THE FOREIGN ELEMENT: Policy makers do indeed have reasons to closely follow events in the Middle East, especially over developments in tensions with Iran due its nuclear programme, as the Philippines imports almost all of its crude oil needs; a further rise in crude prices would cause increases in power and transport costs, undercutting local purchasing power. Coupled with subdued external demand, this will undoubtedly play a role in future monetary policy decisions going forward.
Indeed, the continued weakness in the Philippines’ exports was a key reason for the interest rate cuts in both January and March. According to the National Statistics Office, the Philippines’ exports slid by 6.9% in 2011 compared with a government estimate of 5% growth and the BSP’s forecast of a 1% decrease.

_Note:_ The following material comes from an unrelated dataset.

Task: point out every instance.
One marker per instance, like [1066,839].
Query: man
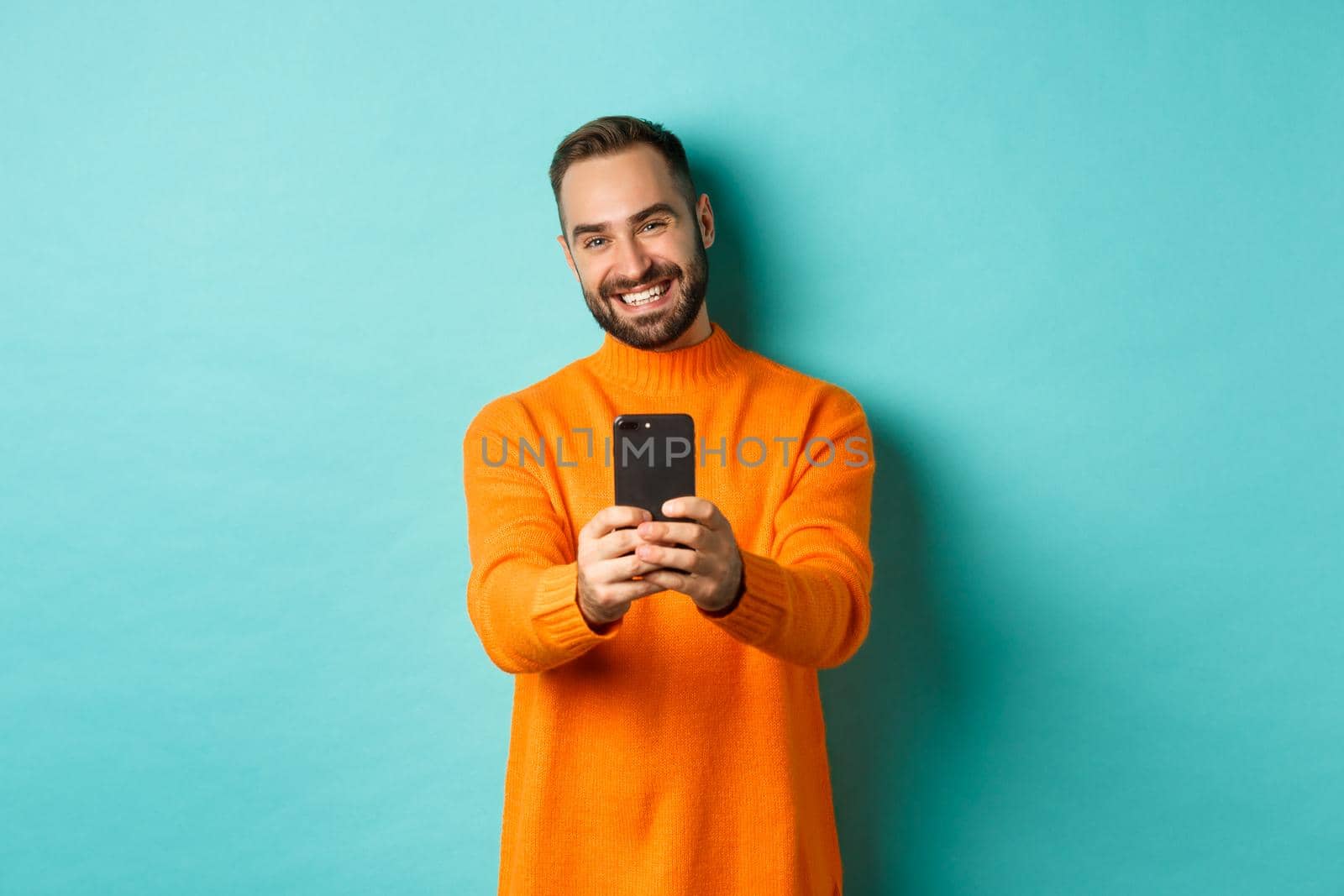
[667,731]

This was mostly due to slackening demand for the country’s electronics and semiconductor products. The Semiconductors and Electronics Industries in the Philippines, a trade group of foreign and local semiconductor and electronics companies, announced an over 20% decrease in the exports of electronics for 2011 due in part to a sluggish global economy.
FUTURE PROSPECTS: Monetary authorities are clearly on the side of boosting economic growth and domestic output in 2012 after the economy grew by a slower 3.7% in 2011, down from 7.6% the previous year. In its overall assessment in January 2012, the Monetary Board noted that inflation pressures were likely to remain subdued given increasingly weaker global conditions.

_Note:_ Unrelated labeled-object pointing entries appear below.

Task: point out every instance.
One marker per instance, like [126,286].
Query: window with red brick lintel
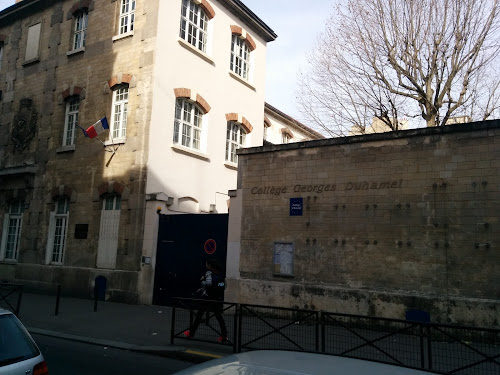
[242,45]
[190,109]
[195,16]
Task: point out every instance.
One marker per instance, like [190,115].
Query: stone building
[373,225]
[181,83]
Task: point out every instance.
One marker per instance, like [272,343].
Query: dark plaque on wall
[24,127]
[296,205]
[81,231]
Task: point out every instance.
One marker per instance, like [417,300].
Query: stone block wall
[84,167]
[389,222]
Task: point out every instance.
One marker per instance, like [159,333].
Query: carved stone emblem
[24,128]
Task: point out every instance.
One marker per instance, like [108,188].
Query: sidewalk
[142,328]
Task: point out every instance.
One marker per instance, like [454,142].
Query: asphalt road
[70,357]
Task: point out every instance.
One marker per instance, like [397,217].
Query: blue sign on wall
[296,205]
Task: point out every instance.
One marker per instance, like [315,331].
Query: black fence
[444,349]
[10,297]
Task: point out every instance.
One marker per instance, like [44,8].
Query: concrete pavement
[141,328]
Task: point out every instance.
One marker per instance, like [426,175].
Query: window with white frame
[33,42]
[235,138]
[240,57]
[119,112]
[11,234]
[194,25]
[80,34]
[108,232]
[188,124]
[71,120]
[58,228]
[127,16]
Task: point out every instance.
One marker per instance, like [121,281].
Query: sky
[297,24]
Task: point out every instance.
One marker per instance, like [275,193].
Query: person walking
[212,288]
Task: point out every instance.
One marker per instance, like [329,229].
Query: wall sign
[283,258]
[296,206]
[210,246]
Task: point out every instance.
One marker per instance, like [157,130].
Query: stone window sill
[70,148]
[242,80]
[123,36]
[75,51]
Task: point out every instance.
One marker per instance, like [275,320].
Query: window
[11,234]
[188,124]
[240,57]
[108,233]
[194,25]
[33,43]
[127,16]
[235,138]
[80,30]
[58,227]
[119,112]
[71,120]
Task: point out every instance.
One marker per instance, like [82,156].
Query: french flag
[97,128]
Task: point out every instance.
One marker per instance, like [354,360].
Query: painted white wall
[176,66]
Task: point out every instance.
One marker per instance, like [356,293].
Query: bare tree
[389,59]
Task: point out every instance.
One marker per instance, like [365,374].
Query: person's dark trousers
[211,306]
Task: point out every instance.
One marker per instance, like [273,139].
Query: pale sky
[297,23]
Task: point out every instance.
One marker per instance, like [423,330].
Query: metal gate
[184,244]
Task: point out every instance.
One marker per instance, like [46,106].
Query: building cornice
[250,18]
[274,112]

The US has begun to show signs of a more solid recovery. However, the euro area economy is growing notably weaker amid continued uncertainties on how the bloc’s debt crisis will be resolved. Nevertheless, upside risks to the inflation outlook remain, with the main risks associated with sustained heavy capital inflows and the consequent rapid growth in domestic liquidity. Due to potential spikes in global oil prices as a result of renewed geopolitical tensions taking place in the Middle East and North Africa, regulators are keeping a close eye on the region as well.